Rétrospective de tout l’œuvre d’Evans, l’exposition présentée par le Centre Pompidou propose une approche thématique et inédite à travers trois cents photographies d’époque. Elle met en évidence l’obsession du photographe pour certains sujets comme l’architecture des bords de route, les devantures de magasins, les enseignes, les signes typographiques ou les visages. Elle invite le public à mieux saisir ce qui constitue sans doute le cœur de l’œuvre de Walker Evans : la recherche passionnée des caractéristiques fondamentales de la culture vernaculaire américaine. Dans un entretien réalisé en 1971 le photographe explique cet attrait en ces termes : « Vous ne voulez pas que votre œuvre vienne de l’art ; vous voulez qu’elle prenne origine dans la vie ? C’est dans la rue qu’elle se trouve.
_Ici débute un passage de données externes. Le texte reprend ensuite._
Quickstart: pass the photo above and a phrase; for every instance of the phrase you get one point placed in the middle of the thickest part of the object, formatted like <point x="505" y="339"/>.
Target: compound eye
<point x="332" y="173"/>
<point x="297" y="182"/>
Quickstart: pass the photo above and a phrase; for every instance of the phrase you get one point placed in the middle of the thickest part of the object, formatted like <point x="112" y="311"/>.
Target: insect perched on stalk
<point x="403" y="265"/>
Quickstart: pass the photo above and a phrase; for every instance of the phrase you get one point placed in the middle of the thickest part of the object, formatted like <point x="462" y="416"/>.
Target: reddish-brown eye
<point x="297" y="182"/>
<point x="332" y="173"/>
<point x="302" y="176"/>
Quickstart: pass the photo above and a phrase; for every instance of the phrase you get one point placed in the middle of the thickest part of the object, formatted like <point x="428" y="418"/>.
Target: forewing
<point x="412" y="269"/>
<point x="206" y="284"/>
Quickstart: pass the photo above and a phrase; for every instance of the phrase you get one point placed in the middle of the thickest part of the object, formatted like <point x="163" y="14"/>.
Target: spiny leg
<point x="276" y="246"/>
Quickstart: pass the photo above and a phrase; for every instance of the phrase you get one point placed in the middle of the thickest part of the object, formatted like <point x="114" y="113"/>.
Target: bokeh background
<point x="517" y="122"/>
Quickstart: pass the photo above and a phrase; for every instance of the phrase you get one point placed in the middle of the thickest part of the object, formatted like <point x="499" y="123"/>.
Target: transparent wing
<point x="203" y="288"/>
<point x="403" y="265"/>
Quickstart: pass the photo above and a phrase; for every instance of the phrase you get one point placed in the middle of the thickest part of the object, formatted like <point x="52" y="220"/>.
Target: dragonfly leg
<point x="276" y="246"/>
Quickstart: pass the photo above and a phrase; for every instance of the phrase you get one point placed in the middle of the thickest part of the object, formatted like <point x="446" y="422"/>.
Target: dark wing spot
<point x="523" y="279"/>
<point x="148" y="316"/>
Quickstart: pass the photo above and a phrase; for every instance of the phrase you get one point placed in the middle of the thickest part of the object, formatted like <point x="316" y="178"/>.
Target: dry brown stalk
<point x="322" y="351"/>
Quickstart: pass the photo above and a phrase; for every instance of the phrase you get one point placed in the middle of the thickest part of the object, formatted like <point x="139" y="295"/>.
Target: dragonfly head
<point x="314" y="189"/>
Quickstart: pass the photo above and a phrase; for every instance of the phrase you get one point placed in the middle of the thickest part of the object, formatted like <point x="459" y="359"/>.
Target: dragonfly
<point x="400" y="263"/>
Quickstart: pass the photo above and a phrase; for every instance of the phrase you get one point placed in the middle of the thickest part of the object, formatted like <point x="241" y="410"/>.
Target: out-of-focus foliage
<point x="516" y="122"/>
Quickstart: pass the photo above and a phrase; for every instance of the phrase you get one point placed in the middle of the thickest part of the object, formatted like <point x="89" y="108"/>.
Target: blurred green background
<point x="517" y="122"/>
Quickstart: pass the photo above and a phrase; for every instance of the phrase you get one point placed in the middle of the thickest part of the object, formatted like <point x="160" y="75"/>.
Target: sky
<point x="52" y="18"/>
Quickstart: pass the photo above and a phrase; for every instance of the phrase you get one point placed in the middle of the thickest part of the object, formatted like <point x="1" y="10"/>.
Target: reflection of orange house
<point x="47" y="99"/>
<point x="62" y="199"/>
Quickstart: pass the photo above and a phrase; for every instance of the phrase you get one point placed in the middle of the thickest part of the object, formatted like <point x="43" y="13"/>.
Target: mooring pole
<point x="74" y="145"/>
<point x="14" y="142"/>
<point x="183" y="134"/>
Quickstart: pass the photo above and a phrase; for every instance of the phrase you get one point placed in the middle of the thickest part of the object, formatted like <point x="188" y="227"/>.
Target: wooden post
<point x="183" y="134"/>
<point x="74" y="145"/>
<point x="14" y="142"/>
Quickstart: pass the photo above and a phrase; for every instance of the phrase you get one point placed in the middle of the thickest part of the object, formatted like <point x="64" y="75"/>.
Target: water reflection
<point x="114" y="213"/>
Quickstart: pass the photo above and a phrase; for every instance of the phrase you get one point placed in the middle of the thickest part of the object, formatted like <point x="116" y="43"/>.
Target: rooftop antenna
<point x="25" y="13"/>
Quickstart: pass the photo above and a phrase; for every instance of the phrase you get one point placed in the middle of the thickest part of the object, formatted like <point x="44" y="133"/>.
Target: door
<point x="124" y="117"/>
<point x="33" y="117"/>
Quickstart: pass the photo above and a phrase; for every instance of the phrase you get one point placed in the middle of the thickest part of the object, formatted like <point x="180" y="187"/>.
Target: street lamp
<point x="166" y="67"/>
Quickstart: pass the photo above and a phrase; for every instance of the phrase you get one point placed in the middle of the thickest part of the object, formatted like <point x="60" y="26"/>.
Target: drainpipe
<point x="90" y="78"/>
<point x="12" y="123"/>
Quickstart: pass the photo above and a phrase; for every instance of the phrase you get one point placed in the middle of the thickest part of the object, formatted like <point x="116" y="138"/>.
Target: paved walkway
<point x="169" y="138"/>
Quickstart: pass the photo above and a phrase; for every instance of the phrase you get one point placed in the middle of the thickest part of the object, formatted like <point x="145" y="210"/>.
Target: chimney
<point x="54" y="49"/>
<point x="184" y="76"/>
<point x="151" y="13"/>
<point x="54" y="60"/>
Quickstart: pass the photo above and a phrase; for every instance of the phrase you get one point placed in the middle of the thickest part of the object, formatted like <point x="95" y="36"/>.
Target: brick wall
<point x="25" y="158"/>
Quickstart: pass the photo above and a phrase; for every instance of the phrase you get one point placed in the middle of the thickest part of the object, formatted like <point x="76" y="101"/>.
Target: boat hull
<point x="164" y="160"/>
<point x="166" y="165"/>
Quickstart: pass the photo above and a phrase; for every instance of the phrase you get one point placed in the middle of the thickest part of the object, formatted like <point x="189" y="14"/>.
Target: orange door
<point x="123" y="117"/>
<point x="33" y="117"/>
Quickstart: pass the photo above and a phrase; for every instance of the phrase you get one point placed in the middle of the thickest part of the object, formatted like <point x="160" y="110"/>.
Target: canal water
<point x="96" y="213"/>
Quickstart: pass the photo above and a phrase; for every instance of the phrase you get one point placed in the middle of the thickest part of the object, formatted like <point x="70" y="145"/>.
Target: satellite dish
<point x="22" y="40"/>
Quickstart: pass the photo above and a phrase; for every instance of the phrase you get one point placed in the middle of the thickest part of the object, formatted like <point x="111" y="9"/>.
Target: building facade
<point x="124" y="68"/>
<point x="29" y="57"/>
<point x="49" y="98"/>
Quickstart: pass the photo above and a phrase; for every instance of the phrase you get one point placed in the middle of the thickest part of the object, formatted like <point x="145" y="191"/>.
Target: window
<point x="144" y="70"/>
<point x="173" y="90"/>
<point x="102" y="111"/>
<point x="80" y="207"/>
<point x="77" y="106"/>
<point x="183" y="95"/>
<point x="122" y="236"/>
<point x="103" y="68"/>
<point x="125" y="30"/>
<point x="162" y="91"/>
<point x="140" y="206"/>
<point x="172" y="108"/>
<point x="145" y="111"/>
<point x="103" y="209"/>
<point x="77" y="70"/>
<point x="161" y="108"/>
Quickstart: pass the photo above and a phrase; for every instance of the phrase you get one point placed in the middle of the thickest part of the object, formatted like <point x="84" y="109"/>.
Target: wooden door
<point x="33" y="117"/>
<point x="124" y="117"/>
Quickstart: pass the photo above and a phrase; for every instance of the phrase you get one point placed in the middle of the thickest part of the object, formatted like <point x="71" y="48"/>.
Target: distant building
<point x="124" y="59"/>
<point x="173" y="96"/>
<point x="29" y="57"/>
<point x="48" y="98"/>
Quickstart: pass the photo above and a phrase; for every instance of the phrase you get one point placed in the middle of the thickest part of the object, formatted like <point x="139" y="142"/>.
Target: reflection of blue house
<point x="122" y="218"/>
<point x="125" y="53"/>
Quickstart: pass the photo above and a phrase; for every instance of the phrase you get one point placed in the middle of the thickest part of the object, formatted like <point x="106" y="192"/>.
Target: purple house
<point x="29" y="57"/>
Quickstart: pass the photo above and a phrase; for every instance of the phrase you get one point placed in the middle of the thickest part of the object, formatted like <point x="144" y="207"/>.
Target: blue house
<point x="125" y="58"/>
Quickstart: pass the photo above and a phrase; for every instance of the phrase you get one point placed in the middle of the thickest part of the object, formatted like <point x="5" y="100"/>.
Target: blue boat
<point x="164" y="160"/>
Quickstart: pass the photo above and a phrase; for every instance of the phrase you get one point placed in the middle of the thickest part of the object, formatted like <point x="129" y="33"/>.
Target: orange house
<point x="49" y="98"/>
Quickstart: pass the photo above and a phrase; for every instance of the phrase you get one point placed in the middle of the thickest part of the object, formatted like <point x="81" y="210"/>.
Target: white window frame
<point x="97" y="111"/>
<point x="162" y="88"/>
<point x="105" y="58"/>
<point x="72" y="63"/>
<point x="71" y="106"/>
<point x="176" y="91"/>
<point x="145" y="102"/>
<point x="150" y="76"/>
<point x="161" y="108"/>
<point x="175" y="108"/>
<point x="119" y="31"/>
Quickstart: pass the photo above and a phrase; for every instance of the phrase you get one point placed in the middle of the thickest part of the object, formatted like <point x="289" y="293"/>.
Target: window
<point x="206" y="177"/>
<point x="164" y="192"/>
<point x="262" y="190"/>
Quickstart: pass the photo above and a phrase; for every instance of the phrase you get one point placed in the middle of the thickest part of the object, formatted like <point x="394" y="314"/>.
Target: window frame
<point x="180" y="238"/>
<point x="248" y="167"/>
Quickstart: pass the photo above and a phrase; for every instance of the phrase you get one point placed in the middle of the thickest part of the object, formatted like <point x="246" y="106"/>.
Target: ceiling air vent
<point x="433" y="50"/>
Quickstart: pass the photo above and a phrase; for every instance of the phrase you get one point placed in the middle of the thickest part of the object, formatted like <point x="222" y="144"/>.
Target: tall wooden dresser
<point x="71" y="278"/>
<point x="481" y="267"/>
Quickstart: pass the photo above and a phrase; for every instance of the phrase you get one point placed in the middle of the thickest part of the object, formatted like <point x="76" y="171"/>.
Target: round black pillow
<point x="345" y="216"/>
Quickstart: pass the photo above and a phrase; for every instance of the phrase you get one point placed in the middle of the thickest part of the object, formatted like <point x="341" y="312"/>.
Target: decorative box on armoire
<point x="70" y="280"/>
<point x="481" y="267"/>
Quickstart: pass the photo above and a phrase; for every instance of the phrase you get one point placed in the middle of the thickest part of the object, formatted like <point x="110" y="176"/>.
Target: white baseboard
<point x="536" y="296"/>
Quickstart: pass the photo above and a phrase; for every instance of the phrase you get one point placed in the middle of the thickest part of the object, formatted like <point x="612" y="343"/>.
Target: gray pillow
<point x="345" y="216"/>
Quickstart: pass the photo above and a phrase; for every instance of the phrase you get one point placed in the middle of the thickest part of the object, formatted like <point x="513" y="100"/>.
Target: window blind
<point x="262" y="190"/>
Je ne me sens plus à l’aise dans un musée. Je ne veux pas les visiter. Je ne veux pas qu’on m’apprenne quoi que ce soit. Je ne veux pas voir de l’art ‹ accompli ›. Je m’intéresse à ce que l’on appelle le vernaculaire. Par exemple, l’architecture accomplie, je veux dire ‹ cultivée ›, ne m’intéresse pas, j’aime davantage chercher le vernaculaire américain. »
Aux États-Unis, le vernaculaire définit des formes d’expression populaire employées par des gens ordinaires à des fins utilitaires : tout ce qui se crée en dehors de l’art, hors des circuits de production et de légitimation, tout ce qui finit par constituer une culture spécifiquement américaine. Ce sont tous les petits détails de l’environnement quotidien révélant une forme d’« américanité » : les baraquements en bois des bords de route, la façon dont le commerçant dispose la marchandise dans sa vitrine, la silhouette de la Ford T, la typographie pseudo-cursive des enseignes Coca-Cola. C’est une notion centrale pour comprendre la culture américaine. Le vernaculaire est présent dans la littérature dès le 19e siècle, mais c’est seulement à la fin des années 1920 qu’il fait l’objet d’une première analyse dans le domaine de l’architecture. Son importance au sein de l’art américain sera ensuite théorisée, dès les années 1940, par John Atlee Kouwenhoven, un universitaire spécialiste des études culturelles et proche de Walker Evans.
Après une introduction consacrée aux débuts modernistes d’Evans, l’exposition réunit, dans une première partie, les principaux sujets qu’Evans n’a cessé de traquer : la typographie d’une enseigne, un étalage, une devanture de petit commerce… Puis, le parcours dévoile comment Evans a lui-même adopté les modes opératoires ou les formes visuelles de la photographie vernaculaire en devenant, le temps d’un projet, photographe d’architecture, de catalogue, de rue, tout en revendiquant explicitement une démarche d’artiste. Cette exposition est la première grande rétrospective consacrée à l’œuvre de Walker Evans dans une institution muséale française. Elle retrace, des premières photographies de la fin des années 1920 jusqu’aux Polaroids des années 1970, la totalité de la carrière de l’artiste à travers un ensemble jamais réuni de photographies d’époque provenant des plus importantes collections publiques américaines (Metropolitan Museum et Museum of Modern Art à New York, J. Paul Getty Museum à Los Angeles, Art Institute de Chicago, National Gallery of Art de Washington, etc.) et d’une quinzaine de collectionneurs privés. À travers une centaine de documents et d’objets, elle accorde aussi une large place à l’ensemble de cartes postales, de plaques émaillées, d’images découpées et d’éphéméra graphiques réuni par Walker Evans tout au long de sa vie.